A) Highest ever FII inflow was seen in the current financial year of USD 35 bn till February in the Indian equity market which is higher than net flow of FY10/11/12. ‘Risk on’ trade was seen in global markets from last four months based on more predictable policymaking under the Presidency of Biden, optimism over-vaccination & stronger than expected economic recovery has led to a realignment of global portfolios, with more investments were shifting to riskier assets, the emerging markets were the biggest beneficiaries of that huge FII flows.
Adding to that, India was on the sweet spot for the FII flows based on the higher differential between India’s earning yield and US bond yield.
However, from the past few weeks, a spike in bond yields has reduced the differential which is impacting the FII flows. Currently, Rising US bond yields and a sharp spike in Crude prices are the major concerns for the market in a short time.
However, rising yields and improving crude prices are reflective of improving economic conditions. It remains to see the further direction of the bond yields which will decide the behavior of FIIs in the shorter term.

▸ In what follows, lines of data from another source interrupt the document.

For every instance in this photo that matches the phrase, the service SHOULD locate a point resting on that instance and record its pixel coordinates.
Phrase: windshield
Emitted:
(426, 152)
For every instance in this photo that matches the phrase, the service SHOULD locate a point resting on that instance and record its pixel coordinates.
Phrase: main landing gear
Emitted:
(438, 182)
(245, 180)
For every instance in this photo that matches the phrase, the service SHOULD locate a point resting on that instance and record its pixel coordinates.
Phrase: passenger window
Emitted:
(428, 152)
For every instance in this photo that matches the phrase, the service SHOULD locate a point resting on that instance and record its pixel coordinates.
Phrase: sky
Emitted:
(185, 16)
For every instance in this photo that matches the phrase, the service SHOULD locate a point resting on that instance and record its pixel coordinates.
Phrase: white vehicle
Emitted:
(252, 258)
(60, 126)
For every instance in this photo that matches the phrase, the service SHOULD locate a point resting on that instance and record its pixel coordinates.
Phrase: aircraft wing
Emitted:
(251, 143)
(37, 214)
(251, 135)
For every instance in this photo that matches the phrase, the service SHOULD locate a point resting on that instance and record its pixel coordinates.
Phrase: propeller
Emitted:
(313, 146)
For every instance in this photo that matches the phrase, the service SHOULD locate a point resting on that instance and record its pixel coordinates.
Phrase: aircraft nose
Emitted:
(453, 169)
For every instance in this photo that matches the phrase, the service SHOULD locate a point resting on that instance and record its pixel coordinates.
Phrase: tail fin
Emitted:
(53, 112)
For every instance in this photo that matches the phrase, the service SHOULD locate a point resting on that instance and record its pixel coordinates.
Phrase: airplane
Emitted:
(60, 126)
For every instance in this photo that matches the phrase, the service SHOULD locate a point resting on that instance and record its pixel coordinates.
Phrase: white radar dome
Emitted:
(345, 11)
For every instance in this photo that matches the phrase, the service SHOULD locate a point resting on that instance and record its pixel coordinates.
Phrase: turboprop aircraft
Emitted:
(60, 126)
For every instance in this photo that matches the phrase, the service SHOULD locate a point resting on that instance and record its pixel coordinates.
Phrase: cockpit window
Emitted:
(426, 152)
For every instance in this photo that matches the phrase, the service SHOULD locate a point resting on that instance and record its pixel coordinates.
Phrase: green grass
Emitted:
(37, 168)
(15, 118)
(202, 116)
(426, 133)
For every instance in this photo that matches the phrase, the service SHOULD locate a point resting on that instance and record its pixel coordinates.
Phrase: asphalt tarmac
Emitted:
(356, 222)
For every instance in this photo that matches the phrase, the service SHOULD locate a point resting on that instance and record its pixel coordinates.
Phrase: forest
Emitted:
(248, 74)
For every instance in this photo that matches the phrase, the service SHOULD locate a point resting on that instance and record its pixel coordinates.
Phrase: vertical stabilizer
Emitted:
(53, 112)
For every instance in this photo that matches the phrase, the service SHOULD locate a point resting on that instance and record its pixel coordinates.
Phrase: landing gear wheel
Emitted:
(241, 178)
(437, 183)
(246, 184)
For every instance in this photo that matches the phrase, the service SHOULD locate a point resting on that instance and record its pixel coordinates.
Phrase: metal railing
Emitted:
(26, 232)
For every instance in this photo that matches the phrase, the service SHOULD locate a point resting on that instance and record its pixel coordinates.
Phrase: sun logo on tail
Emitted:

The upward shift of yield will present short-term challenges for the market but the structural growth story for India is intact. However, the earlier emerging markets were likely to gain the benefit of a weaker dollar for 2021 on account of higher fiscal spending and lower yields.
Now doubts are being cast on the ‘Lower for Longer’ trend of interest rates. It remains to see the sustainable direction of the dollar under the scenario of rising yields and crude prices on account of higher inflation expectations.